Given who our students are, we assume they can all go online and to the library and write a great research paper. As we pointed out to them, while you can be the smartest person in the building, it’s unlikely that 1) that all the facts are in the building, 2) you’re smarter than the collective intelligence sitting outside the building.

Our teaching assistants (who previously took our Hacking for Defense class) shared with the students their own journey of what happens to early assumptions and how solutions evolve when you get out of the building.

If you can’t see the Project Agrippa slides click here.

We want our students to build the reflexes and skills to deeply understand a problem by gathering first-hand information and validate that the problem they are solving is the real problem, not a symptom of something else. Then, students will begin rapidly building minimal viable solutions (policy, software, hardware …) as a way to test and validate their understanding of both the problem and what it would take to solve it.

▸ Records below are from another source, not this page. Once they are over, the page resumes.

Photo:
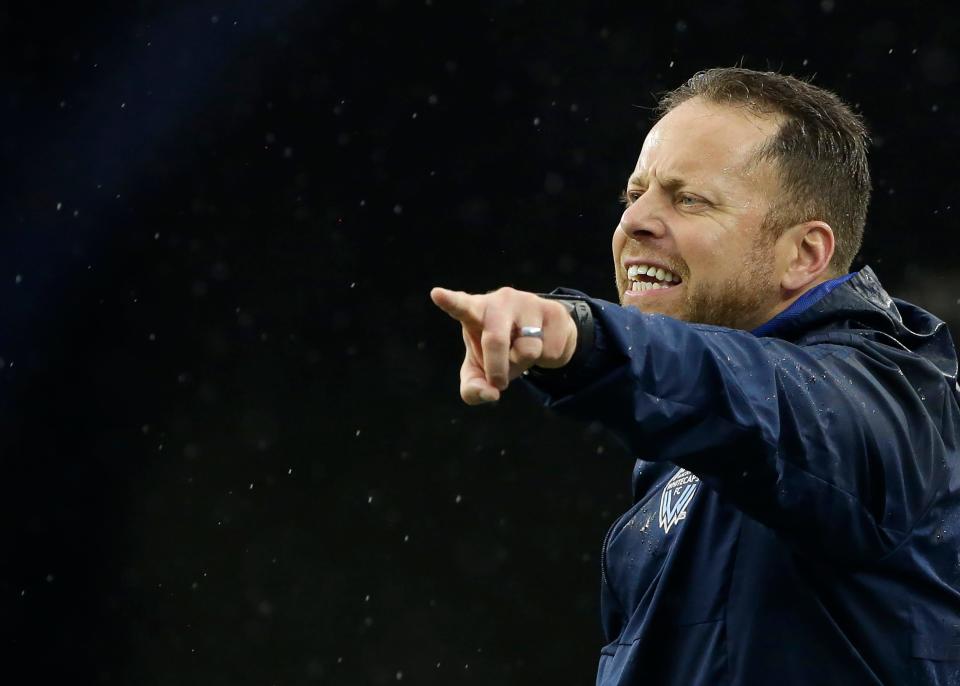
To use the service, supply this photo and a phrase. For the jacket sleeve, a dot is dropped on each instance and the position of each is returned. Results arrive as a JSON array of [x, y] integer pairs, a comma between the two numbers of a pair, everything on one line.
[[829, 444]]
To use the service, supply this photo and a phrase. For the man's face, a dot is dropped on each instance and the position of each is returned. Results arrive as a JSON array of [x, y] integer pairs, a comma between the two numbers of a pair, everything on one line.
[[695, 209]]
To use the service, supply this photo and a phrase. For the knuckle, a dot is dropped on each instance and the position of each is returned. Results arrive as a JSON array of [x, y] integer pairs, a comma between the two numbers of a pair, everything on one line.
[[493, 339]]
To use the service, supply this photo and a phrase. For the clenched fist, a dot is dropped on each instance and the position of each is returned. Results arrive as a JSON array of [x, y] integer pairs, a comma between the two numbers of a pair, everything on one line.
[[496, 354]]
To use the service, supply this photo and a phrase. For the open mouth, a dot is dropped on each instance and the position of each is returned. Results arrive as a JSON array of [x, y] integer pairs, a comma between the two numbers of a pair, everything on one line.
[[644, 278]]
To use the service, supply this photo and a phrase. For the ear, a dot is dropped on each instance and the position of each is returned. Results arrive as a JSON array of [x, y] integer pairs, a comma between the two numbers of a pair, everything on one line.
[[803, 254]]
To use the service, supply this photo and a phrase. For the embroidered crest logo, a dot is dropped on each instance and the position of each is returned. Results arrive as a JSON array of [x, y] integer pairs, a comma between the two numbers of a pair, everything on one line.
[[675, 497]]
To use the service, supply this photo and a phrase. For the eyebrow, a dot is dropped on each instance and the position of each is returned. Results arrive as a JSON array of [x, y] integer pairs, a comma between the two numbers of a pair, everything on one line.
[[671, 183]]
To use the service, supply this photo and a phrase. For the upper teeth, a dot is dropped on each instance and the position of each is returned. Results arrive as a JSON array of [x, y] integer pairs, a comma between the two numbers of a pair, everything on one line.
[[658, 273]]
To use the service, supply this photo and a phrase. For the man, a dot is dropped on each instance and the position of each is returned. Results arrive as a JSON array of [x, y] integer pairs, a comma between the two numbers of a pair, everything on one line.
[[797, 496]]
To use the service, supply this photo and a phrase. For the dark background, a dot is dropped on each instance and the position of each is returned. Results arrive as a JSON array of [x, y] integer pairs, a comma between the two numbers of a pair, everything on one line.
[[233, 449]]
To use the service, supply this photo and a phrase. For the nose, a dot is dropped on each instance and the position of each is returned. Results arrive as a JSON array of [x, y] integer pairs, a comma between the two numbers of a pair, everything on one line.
[[642, 218]]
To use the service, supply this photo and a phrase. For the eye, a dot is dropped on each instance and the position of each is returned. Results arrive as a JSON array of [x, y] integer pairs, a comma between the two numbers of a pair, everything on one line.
[[630, 196], [687, 200]]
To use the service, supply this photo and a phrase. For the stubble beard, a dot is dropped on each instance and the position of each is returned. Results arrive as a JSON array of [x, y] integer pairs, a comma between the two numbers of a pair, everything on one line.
[[736, 303]]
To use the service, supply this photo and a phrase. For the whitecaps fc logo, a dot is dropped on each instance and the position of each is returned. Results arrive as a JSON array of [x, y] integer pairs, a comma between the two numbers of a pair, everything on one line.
[[675, 497]]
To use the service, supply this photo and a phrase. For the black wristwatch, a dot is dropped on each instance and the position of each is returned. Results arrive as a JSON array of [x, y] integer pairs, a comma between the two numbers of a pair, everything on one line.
[[579, 309]]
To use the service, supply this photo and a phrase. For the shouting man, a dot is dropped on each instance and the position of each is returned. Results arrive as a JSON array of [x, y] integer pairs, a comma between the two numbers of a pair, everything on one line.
[[797, 492]]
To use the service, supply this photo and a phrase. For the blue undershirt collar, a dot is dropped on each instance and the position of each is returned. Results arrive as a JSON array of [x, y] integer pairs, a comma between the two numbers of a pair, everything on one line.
[[801, 304]]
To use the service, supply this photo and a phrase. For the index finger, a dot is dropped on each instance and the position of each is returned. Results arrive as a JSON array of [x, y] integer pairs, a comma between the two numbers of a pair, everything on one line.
[[459, 305]]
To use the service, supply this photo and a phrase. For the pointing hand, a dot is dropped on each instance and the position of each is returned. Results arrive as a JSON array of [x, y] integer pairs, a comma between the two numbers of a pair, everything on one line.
[[496, 353]]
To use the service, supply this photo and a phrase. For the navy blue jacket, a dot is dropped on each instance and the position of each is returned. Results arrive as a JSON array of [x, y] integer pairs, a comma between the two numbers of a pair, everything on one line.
[[797, 496]]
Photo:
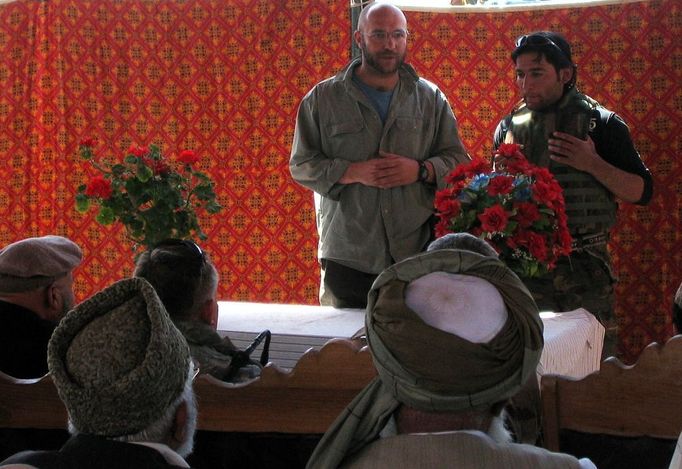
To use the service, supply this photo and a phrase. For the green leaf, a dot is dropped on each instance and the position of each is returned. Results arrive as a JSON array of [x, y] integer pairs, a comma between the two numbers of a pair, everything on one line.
[[105, 216], [144, 173]]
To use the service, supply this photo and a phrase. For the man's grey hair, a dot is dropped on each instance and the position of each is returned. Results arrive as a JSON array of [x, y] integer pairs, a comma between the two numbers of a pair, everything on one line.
[[12, 284]]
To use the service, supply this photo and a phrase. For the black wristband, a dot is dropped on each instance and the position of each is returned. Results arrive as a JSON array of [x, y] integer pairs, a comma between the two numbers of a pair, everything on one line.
[[422, 172]]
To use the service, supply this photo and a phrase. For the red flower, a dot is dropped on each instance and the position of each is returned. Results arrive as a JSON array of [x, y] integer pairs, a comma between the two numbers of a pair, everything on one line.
[[537, 246], [500, 185], [526, 213], [99, 186], [138, 151], [508, 149], [188, 157], [494, 219]]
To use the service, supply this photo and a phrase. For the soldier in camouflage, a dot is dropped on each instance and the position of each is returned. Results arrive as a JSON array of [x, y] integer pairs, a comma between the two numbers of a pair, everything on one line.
[[590, 152]]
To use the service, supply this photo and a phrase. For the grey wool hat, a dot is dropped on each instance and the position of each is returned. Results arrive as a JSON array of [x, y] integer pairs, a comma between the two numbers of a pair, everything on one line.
[[118, 361], [46, 256]]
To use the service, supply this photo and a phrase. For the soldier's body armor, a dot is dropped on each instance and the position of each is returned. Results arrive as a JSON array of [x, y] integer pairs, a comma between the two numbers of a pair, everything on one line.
[[590, 207]]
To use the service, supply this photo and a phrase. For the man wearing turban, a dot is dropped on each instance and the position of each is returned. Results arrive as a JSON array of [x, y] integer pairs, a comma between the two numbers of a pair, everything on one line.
[[453, 334]]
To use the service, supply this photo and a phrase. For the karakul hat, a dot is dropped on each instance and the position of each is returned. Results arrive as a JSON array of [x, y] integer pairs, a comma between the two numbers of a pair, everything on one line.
[[118, 361], [47, 256]]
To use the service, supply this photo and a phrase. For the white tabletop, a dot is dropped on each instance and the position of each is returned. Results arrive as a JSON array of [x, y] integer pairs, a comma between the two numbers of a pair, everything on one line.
[[573, 340]]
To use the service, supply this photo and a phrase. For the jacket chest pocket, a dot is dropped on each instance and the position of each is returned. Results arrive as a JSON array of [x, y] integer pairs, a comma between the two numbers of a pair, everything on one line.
[[407, 137], [347, 140]]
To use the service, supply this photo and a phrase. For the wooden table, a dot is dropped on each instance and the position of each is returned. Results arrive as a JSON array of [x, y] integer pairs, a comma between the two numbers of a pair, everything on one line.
[[312, 378], [573, 340]]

And they thought we were just going to have great lectures.

Next week – Russia

Lessons Learned

  • The U.S. hoped that helping China grow its economy would lead to liberalization of its government and greater freedoms for its people
    • We were terribly naïve
  • China has been playing a decades-long game to challenge and overturn the U.S.-led liberal order and replace it with a neo-totalitarian model
  • Students will collaborate on teams to first understand and then work to solve national security challenges at the intersection of DIME-FIL and dual-use technology


One Response

  1. This is an “eyes wide open” approach to China, but it seems to inevitably be a zero sum situation. What is the alternative. Also, the biggest immediate threat to the United States is the neototalitarian threat from within. Not addressing that head on is just as naive as believing democracy would grow and flourish in China.